Pendant qu'un Jules Berry surexcité, propriétaire de la taverne du Poisson Couronné, s'emploie à courtiser, sous les yeux de sa femme, la vedette de sa revue, Michel Simon et son second Raymond Bussière sont sur leur navire en mer, en pleine tempête, séquence que le réalisateur René Chanas croit peut-être homérique mais qui n'est qu'interminable et vaine.
On n'attend plus que les deux récits se rejoignent. C'est chose faite quand les protagonistes investissent le beuglant pour marins de Berry, forcément très à l'aise en type infect et dont l'unique singularité est de jouer le gendre de Michel Simon.

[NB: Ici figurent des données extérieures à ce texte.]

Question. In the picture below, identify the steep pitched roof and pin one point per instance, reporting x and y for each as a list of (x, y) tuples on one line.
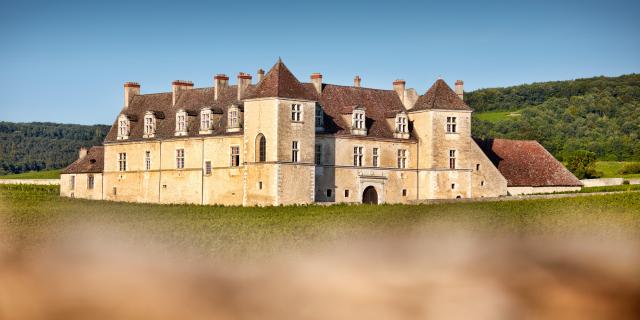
[(93, 162), (441, 97), (281, 83), (338, 100), (191, 100), (527, 163)]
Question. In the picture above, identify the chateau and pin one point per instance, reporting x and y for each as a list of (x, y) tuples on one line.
[(281, 142)]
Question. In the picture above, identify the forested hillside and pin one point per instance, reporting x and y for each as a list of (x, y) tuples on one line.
[(39, 146), (599, 114)]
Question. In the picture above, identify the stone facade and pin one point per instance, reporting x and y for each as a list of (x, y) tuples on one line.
[(268, 144)]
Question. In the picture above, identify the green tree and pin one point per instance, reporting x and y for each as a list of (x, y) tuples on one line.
[(583, 164)]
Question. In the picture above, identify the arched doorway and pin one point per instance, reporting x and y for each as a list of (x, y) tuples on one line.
[(370, 195)]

Chanas met en scène son propre scénario, auquel la diversité et l'éclectisme des personnages, associés à l'absence de localisation précise du port, donnent une dimension un peu étrange, voire artificielle. Le réalisateur présente des personnages volontiers fantaisistes tout en construisant une intrigue qui semble lorgner vers le drame populiste d'avant-guerre. La présence de Jules Berry sans doute. Et puis, son personnage s'est fait tellement d'ennemis qu'on ne doute pas de la fatalité qui le guette.
Et finalement, avec des dialogues de qualité, des personnages sobres, parfois inattendus, le film n'est pas si mal.